Some awesome colours in these photos!


----------



## EddieB (May 13, 2006)

Awesome website you've got there... hope to get to this quality one day!


----------



## Dan_Knightsval (Nov 10, 2010)

Appreciate it Eddie. If you need any help with anything, just pop me over a message.  Just keep practicing and read photography mags/books!


----------



## EddieB (May 13, 2006)

Dan_Knightsval said:


> Appreciate it Eddie. If you need any help with anything, just pop me over a message.  Just keep practicing and read photography mags/books!


Cheers - I drive the misses mad, spend every minute reading and researching. Slowly building my kit up but still have a massive wish list and if I could would spend every living minute with the camera. I spend loads of time in the South West with work and kills me not being able to get out and photograph the landscapes/seascapes around there!


----------



## Dan_Knightsval (Nov 10, 2010)

Lol, I know exaclty what you mean.

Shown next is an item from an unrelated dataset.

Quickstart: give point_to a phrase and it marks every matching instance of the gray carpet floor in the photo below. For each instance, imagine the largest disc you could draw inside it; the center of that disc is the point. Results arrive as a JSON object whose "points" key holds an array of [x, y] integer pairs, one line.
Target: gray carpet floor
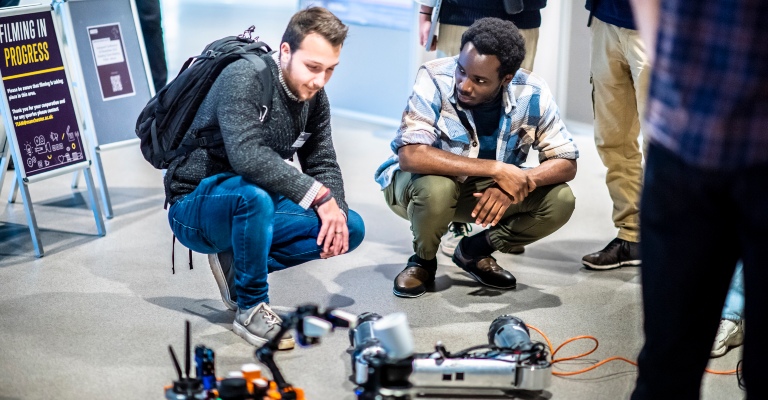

That's a great thing to have, passion! It takes so much time and dedication. Don't worry to much about having loads of equipment and the fancy top of the range cameras. I see many photos from guys using canon 5D's, and you wouldn't think it looking at their photos. Get the essentials.


----------



## B2ONGO (May 5, 2011)

These are great shots mate. :thumb:


----------



## sebjonesy (Dec 15, 2011)

fantastic work!! need alot of patience and skill for these kind of shots, not to mention an eye for beauty! you have some skill, maybe sends those shots off to M&S?


----------



## Dan_Knightsval (Nov 10, 2010)

@B2ONGO - Glad you like them 
@sebjonesy - Thanks! I do need to do something with them. They just sit in my portfolio by my bed. It's just getting to the important people that's the hard part. Independent restaurants are my best bet at the moment. M&S would be good one day.


----------